As in Norway, new lending surged in the late 1980s, particularly from banks and mortgage institutions (Englund 1999). Banks also issued guaranteed investment certificates (marknadsbevis) to finance companies that were not allowed to accept deposits, which exposed banks to high-risk transactions. Banks and other financial institutions lent increasingly in foreign currency through the late 1980s. The stock market, as well as real estate prices, increased rapidly after deregulation, creating asset price bubbles. Unemployment declined as the economy verged on overheating.
In the fall of 1989, it appeared that the commercial property market had peaked, and real estate managers were having difficulty finding tenants (Ergungor 2007). The stock market reacted and fell, just as interest rates were rising in step with German reunification, imported as a result of Sweden’s fixed exchange rate. The ERM crisis was affecting Sweden, resulting in interest rate increases and the endangerment of foreign-denominated debt. Reforms in the tax system and high interest rates caused asset prices to fall (Jackson 2008). The value of commercial paper also dropped suddenly.
The first financial firm affected by declining real estate prices was Nyckeln, a financial firm that had specialized in commercial real estate financing (Jackson 2008). Nyckeln’s fall then affected Sweden’s banking system. Credit losses surged between the end of 1990 and 1993, accounting for 17 percent of lending (Englund 1999). The first bank to enter difficulties was Forsta Sparbanken, the largest savings bank (Sandal 2004). The Swedish government stepped in to guarantee bank debt. Then the third-largest bank, Nordbanken, suffered loan losses. At the time, the state owned most of the bank equity, and the state purchased more bank equity and later restructured the bank.

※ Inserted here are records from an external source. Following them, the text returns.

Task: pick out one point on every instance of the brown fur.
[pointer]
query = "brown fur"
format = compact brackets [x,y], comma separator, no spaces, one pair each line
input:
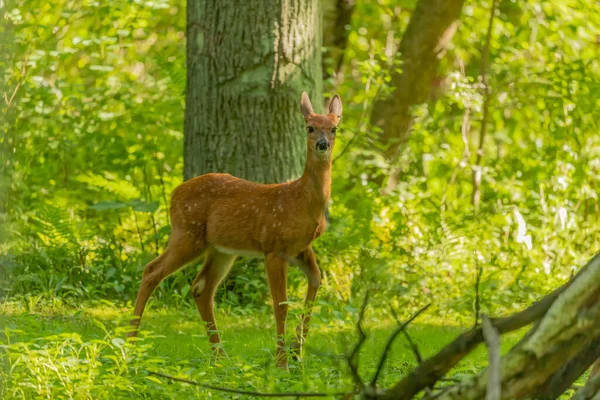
[219,213]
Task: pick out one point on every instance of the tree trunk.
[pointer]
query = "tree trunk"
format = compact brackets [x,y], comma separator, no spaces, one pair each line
[431,27]
[247,65]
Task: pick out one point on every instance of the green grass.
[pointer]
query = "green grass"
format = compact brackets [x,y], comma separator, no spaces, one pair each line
[44,358]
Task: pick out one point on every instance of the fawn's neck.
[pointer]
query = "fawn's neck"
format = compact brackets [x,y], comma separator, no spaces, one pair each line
[317,180]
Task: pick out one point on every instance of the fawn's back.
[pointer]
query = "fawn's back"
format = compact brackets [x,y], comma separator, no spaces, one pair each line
[245,218]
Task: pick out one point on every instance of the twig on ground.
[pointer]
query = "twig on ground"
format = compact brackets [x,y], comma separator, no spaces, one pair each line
[492,340]
[390,341]
[247,392]
[353,357]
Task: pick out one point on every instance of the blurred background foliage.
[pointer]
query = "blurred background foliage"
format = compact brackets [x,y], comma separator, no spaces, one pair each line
[92,139]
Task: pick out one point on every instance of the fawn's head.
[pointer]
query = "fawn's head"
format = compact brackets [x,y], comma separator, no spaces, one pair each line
[320,128]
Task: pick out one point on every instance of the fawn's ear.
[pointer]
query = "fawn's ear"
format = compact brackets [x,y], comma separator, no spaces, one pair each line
[335,106]
[305,106]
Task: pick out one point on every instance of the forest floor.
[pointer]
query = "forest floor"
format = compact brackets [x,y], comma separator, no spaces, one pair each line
[41,344]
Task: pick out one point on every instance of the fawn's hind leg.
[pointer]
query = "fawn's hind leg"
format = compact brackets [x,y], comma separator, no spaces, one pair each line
[180,251]
[216,266]
[313,275]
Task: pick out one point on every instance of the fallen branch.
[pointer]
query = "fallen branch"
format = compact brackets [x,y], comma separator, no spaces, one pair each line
[432,369]
[568,373]
[390,341]
[492,339]
[412,344]
[248,392]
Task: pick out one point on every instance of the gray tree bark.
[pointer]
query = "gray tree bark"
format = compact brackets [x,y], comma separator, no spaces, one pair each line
[337,14]
[248,63]
[431,27]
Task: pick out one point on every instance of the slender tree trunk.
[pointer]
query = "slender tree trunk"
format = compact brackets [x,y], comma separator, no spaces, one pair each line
[247,65]
[431,27]
[337,15]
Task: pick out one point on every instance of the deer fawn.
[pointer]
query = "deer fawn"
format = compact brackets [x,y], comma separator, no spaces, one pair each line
[227,216]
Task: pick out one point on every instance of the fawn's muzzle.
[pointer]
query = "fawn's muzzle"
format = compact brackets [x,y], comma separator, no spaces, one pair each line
[322,145]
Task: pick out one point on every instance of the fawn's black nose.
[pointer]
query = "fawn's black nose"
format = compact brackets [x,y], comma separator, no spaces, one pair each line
[322,145]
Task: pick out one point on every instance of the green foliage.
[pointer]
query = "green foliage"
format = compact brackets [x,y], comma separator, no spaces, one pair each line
[52,350]
[92,137]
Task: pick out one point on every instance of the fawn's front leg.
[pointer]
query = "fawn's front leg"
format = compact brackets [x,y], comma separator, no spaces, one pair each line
[277,274]
[313,275]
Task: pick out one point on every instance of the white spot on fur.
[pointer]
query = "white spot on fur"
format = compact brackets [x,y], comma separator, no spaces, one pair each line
[199,287]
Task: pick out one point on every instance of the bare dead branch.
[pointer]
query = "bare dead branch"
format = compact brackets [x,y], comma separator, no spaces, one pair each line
[432,369]
[486,102]
[569,372]
[492,339]
[247,392]
[390,341]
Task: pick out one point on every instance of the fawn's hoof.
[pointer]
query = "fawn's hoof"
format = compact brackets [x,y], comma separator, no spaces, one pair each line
[282,364]
[219,352]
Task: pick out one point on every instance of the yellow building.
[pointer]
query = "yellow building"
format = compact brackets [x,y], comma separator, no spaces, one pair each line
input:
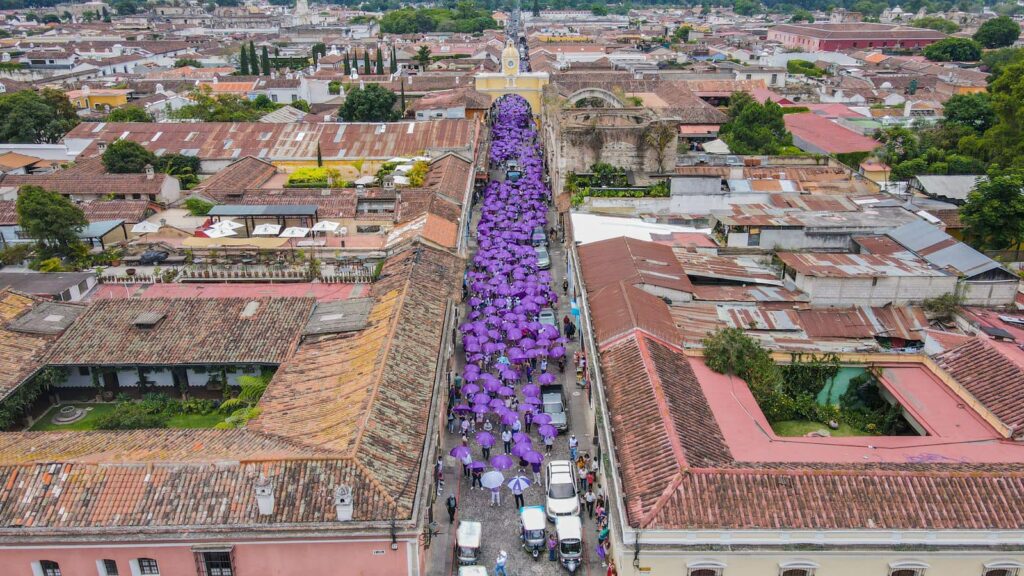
[510,81]
[98,98]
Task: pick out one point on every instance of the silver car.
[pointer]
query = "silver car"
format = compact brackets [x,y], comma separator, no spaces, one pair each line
[543,258]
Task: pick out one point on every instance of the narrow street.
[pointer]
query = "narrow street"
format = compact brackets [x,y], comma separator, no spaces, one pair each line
[501,525]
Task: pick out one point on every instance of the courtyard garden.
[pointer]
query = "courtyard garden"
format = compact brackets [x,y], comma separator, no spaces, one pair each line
[811,395]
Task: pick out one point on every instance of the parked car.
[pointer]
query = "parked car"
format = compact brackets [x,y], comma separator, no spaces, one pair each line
[547,316]
[543,258]
[562,498]
[152,257]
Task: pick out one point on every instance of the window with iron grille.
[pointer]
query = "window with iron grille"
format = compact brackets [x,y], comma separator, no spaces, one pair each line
[147,567]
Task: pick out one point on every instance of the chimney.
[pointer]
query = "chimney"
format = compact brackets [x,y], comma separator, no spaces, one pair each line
[264,495]
[343,502]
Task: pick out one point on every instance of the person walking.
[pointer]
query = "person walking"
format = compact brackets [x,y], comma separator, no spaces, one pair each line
[507,439]
[452,503]
[503,558]
[519,500]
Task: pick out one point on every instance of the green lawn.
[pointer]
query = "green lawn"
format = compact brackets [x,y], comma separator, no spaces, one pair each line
[195,420]
[98,410]
[86,423]
[801,427]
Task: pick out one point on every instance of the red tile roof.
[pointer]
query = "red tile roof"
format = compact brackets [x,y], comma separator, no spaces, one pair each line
[991,377]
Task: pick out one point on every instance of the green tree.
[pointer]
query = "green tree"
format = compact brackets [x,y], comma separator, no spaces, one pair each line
[974,111]
[53,220]
[997,33]
[953,49]
[993,214]
[244,62]
[423,56]
[264,60]
[755,128]
[372,104]
[29,117]
[744,7]
[125,157]
[129,114]
[936,23]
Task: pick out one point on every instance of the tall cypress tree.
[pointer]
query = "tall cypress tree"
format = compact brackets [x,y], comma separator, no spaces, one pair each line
[265,62]
[244,62]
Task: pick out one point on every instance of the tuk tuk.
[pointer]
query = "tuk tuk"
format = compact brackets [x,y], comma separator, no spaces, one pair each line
[569,531]
[532,523]
[467,542]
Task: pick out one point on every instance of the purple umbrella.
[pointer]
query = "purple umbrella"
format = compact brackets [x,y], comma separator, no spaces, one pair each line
[534,457]
[502,461]
[484,439]
[520,449]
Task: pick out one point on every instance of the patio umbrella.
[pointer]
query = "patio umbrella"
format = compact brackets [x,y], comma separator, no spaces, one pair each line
[518,484]
[502,462]
[266,230]
[295,232]
[547,430]
[534,457]
[494,479]
[484,439]
[144,228]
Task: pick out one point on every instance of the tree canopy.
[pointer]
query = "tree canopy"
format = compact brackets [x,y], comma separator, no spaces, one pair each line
[993,215]
[372,104]
[755,128]
[997,33]
[124,157]
[28,117]
[953,49]
[53,220]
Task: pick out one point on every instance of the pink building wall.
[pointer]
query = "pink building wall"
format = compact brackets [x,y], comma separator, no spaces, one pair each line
[257,559]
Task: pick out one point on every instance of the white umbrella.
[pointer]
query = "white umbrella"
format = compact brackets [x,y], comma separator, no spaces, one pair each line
[266,230]
[219,233]
[326,225]
[144,228]
[295,232]
[518,484]
[492,480]
[228,224]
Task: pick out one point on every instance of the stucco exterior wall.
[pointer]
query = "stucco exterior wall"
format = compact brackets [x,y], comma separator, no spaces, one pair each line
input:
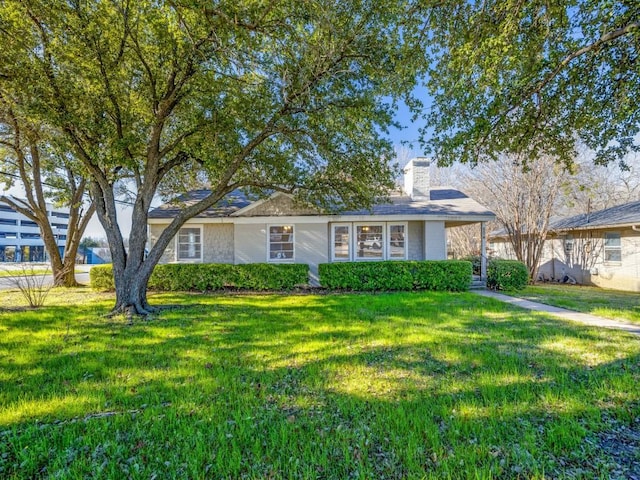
[217,242]
[278,206]
[415,240]
[250,243]
[435,241]
[311,245]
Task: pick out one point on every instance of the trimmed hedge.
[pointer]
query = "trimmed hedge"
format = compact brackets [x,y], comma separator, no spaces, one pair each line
[507,275]
[214,276]
[438,275]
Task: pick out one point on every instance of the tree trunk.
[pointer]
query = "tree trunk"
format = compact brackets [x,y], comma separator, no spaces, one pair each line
[131,293]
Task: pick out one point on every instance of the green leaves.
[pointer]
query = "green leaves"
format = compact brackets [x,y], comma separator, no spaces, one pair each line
[534,79]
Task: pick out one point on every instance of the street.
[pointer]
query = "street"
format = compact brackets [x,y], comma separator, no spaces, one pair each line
[8,283]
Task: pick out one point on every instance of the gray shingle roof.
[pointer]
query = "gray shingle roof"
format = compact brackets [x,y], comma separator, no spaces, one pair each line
[442,201]
[625,214]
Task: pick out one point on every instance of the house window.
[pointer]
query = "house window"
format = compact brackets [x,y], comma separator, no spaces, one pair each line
[280,243]
[568,244]
[612,247]
[341,239]
[370,242]
[189,244]
[397,243]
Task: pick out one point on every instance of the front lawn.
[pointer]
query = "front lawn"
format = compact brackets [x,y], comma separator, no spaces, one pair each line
[613,304]
[403,385]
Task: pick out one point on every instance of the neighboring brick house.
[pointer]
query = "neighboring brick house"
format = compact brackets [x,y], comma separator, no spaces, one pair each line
[237,230]
[601,248]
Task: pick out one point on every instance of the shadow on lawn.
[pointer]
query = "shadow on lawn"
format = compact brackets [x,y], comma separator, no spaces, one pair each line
[342,383]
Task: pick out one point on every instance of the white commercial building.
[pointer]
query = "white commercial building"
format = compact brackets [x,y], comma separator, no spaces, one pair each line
[20,237]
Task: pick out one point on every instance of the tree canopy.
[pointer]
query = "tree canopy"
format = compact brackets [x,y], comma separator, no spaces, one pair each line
[293,96]
[534,78]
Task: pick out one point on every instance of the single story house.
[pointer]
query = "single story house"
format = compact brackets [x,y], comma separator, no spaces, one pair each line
[412,226]
[600,248]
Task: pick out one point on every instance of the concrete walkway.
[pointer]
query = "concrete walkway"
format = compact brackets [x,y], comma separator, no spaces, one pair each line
[563,313]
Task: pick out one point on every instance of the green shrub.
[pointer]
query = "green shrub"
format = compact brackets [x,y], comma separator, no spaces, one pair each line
[101,277]
[214,276]
[476,260]
[445,275]
[442,275]
[507,275]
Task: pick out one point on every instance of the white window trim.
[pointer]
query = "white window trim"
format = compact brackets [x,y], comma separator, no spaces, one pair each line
[405,225]
[333,242]
[177,245]
[605,248]
[293,232]
[355,241]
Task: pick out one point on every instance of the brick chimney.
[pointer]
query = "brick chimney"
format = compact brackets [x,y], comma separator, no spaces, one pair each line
[416,178]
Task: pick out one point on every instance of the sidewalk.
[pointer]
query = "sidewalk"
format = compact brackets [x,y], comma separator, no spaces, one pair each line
[563,313]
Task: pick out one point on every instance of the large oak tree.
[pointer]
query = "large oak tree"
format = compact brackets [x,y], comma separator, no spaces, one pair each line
[47,172]
[534,78]
[284,95]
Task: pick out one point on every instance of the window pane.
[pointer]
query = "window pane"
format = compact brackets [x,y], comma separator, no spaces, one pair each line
[370,241]
[612,255]
[189,246]
[612,247]
[341,242]
[281,242]
[396,241]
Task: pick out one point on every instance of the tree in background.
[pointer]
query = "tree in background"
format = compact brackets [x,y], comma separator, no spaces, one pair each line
[523,197]
[289,96]
[533,79]
[596,187]
[47,173]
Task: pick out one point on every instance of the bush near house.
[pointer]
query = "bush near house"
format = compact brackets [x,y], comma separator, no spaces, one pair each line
[437,275]
[213,276]
[507,275]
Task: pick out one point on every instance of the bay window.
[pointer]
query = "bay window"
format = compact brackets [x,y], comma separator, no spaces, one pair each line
[369,241]
[612,247]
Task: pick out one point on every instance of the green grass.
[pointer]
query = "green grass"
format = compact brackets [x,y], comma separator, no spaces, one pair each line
[613,304]
[403,385]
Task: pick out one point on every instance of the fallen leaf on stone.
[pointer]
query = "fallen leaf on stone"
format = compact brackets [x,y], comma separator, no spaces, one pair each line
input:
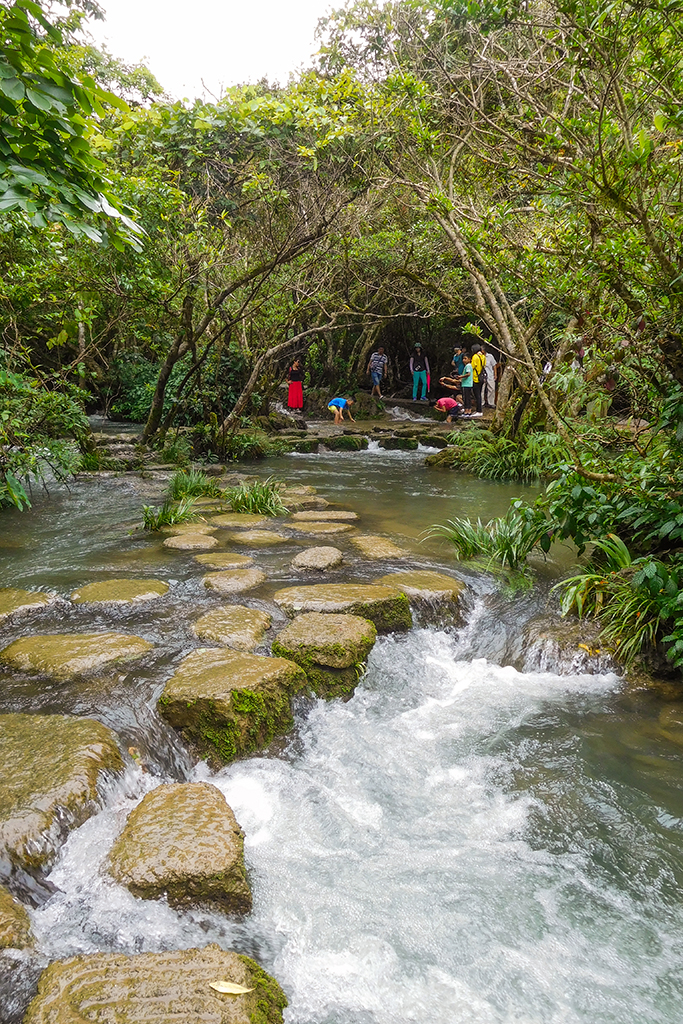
[229,988]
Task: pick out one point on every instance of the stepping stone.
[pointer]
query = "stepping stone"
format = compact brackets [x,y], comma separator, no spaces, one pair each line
[63,655]
[257,538]
[12,600]
[322,527]
[156,988]
[49,768]
[120,592]
[14,923]
[239,520]
[387,607]
[325,516]
[182,842]
[235,581]
[190,542]
[317,558]
[330,648]
[224,561]
[235,626]
[378,547]
[228,704]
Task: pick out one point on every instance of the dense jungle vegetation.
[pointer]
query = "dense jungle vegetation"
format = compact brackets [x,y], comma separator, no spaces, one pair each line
[445,171]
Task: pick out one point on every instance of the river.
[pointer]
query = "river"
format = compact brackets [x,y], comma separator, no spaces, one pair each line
[466,841]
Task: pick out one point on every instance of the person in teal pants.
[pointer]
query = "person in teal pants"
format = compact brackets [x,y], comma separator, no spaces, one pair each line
[419,369]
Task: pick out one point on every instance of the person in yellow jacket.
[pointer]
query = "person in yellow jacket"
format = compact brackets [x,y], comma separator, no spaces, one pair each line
[478,373]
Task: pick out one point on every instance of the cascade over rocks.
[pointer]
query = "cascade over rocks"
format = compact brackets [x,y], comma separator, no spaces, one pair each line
[63,655]
[235,626]
[387,607]
[182,842]
[120,592]
[156,988]
[49,767]
[228,705]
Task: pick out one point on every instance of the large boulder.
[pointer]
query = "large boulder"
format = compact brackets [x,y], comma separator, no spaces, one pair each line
[387,607]
[63,655]
[330,648]
[14,923]
[13,600]
[49,768]
[156,988]
[235,626]
[120,592]
[233,581]
[228,705]
[182,842]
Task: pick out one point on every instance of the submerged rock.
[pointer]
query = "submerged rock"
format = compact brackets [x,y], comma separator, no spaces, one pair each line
[317,558]
[235,581]
[12,600]
[63,655]
[14,923]
[156,988]
[182,842]
[229,704]
[330,648]
[373,546]
[235,626]
[120,592]
[387,607]
[49,767]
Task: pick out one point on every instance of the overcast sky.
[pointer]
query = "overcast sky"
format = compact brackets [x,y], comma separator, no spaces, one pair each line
[222,42]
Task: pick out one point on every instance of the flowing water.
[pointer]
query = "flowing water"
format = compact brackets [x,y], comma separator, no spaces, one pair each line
[464,842]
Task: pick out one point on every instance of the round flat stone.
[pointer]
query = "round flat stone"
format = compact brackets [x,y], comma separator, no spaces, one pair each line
[190,542]
[235,581]
[224,560]
[12,600]
[63,655]
[235,626]
[120,592]
[317,558]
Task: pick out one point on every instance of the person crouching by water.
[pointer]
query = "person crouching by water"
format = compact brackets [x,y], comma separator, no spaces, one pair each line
[337,406]
[295,375]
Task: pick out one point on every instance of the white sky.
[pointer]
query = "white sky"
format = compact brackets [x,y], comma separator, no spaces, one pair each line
[222,42]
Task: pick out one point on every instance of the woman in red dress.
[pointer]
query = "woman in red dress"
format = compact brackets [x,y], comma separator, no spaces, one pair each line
[295,398]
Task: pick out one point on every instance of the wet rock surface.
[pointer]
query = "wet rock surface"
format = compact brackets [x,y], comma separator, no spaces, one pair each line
[385,606]
[229,704]
[156,988]
[182,841]
[63,655]
[49,768]
[233,626]
[120,591]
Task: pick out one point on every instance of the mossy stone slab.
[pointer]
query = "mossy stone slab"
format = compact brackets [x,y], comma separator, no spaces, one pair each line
[239,520]
[49,766]
[190,542]
[14,923]
[14,600]
[235,626]
[182,842]
[317,558]
[156,988]
[378,547]
[120,592]
[65,655]
[235,581]
[228,704]
[333,640]
[387,607]
[224,560]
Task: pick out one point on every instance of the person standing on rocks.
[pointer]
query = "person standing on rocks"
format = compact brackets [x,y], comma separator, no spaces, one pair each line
[377,368]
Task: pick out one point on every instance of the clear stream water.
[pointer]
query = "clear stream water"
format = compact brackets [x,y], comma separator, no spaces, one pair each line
[466,841]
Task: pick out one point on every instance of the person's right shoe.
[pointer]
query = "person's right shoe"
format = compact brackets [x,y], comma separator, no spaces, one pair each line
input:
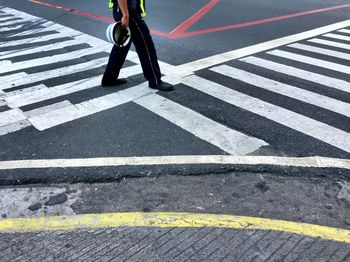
[116,82]
[162,86]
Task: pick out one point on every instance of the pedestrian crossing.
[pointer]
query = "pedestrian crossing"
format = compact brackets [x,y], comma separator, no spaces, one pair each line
[300,89]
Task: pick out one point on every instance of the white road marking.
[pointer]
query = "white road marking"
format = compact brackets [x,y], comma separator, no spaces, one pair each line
[42,48]
[49,60]
[32,40]
[328,134]
[5,19]
[16,23]
[46,109]
[311,61]
[286,90]
[345,31]
[69,113]
[337,36]
[42,93]
[13,127]
[322,51]
[299,73]
[11,116]
[229,140]
[18,79]
[310,162]
[235,54]
[330,43]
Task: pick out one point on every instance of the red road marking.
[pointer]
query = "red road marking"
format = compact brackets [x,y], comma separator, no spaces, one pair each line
[258,22]
[193,19]
[180,31]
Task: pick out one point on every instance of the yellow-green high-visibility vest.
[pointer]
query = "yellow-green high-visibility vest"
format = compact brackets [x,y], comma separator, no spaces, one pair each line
[142,6]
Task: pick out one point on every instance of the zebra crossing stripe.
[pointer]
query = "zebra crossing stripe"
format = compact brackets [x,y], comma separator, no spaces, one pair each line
[51,59]
[32,40]
[46,109]
[229,140]
[311,61]
[345,31]
[286,90]
[246,51]
[21,79]
[16,23]
[43,48]
[13,127]
[329,43]
[337,36]
[7,30]
[299,73]
[328,134]
[322,51]
[69,113]
[11,116]
[42,93]
[10,18]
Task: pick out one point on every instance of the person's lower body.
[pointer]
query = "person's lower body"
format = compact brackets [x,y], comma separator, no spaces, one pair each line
[140,36]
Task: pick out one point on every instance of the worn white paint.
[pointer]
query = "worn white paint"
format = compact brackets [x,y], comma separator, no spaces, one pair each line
[246,51]
[299,73]
[323,51]
[330,43]
[303,124]
[311,61]
[286,90]
[315,161]
[229,140]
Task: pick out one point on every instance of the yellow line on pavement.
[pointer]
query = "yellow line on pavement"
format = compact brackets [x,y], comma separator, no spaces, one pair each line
[169,219]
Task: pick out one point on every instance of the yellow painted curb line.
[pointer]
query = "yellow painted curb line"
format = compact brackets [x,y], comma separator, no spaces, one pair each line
[169,219]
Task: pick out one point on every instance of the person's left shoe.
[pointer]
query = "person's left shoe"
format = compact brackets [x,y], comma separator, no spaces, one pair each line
[116,82]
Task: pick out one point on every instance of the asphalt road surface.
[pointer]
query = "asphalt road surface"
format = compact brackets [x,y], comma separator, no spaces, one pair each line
[253,78]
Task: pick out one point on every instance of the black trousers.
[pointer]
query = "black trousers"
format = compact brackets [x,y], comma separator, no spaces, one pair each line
[141,38]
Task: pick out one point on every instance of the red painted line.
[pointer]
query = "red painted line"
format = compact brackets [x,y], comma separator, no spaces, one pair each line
[258,22]
[193,19]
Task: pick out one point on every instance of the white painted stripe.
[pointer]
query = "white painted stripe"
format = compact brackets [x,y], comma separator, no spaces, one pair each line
[311,61]
[311,162]
[15,23]
[299,73]
[6,18]
[337,36]
[33,29]
[46,109]
[14,127]
[322,51]
[24,90]
[14,79]
[345,31]
[330,43]
[229,140]
[63,115]
[11,116]
[286,90]
[7,30]
[49,60]
[33,50]
[328,134]
[42,93]
[224,57]
[36,39]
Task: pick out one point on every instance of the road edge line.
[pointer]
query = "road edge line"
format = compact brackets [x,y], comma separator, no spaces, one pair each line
[170,219]
[308,162]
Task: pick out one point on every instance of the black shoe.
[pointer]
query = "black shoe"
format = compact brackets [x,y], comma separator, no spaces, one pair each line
[162,86]
[116,82]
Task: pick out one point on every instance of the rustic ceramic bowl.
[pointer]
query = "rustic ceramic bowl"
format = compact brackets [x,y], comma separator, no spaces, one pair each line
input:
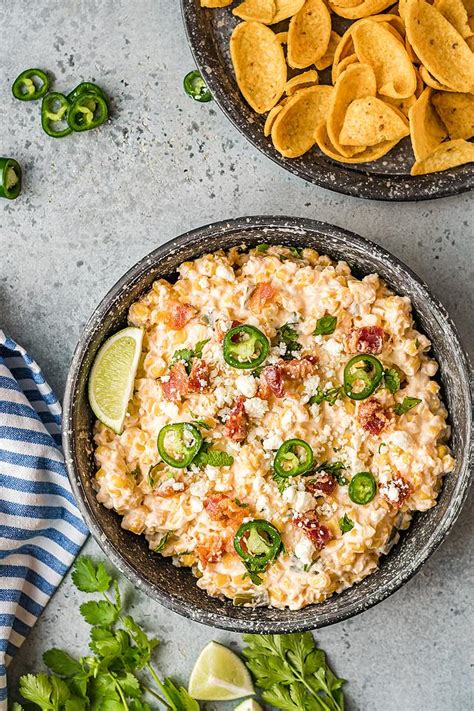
[176,588]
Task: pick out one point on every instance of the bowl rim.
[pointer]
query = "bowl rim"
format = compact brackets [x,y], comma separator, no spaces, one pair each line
[354,181]
[293,225]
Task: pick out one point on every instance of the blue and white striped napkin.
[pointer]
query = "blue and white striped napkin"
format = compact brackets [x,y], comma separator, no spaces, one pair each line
[41,531]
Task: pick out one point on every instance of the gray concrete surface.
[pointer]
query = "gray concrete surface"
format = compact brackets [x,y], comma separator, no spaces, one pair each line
[93,204]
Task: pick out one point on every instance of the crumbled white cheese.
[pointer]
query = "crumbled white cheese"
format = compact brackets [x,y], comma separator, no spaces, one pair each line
[273,441]
[304,502]
[304,550]
[255,407]
[247,385]
[289,494]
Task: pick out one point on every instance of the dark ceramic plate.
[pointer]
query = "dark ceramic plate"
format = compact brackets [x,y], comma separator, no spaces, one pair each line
[386,179]
[176,587]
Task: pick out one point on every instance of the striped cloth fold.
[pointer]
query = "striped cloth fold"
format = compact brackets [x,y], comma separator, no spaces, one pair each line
[41,531]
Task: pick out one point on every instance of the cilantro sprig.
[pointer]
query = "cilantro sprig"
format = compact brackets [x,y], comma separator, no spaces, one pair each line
[325,325]
[107,677]
[289,336]
[293,673]
[187,355]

Bad loans were transferred to the new government-owned bank, Securum, which was to recoup losses from non-performing loans. This restored confidence in existing banks by ensuring good loans were separated from bad loans, which were subsequently transferred away.
In 1992, the Riksbank was forced to defend the krona with drastic measures after the UK and Italy left the ERM (Englund 1999). After a series of speculative attacks, the Riksbank allowed the krona to float on November 19. Foreign withdrawal of loans resulted in heavy credit losses in all seven of the largest banks, although Riksbank provided foreign currency liquidity support (Sandal 2004). A crisis resolution bank, Bankstodsnamnden, was instituted in May 1993 to provide capital support to crisis banks upon their application. Most state capital support ended up going to Nordbanken and Gota Bank.
Interest rates fell with the flotation of the krona. The flotation of the krona was important in alleviating the macroeconomic pressures experienced both before and after financial liberalization, since it allowed Sweden to regain control over monetary policy.
Because 40 percent of bank lending was in foreign currency, with mounting signs of distress, loans became increasingly short term. The state guaranteed bank obligations in September 1992, and the guarantee was maintained until 1996 (Sandal 2004). Both the banking and currency crises dampened aggregate demand and exacerbated the economic downturn, but, as in Norway, actions taken by the government were successful in restoring confidence in the economy.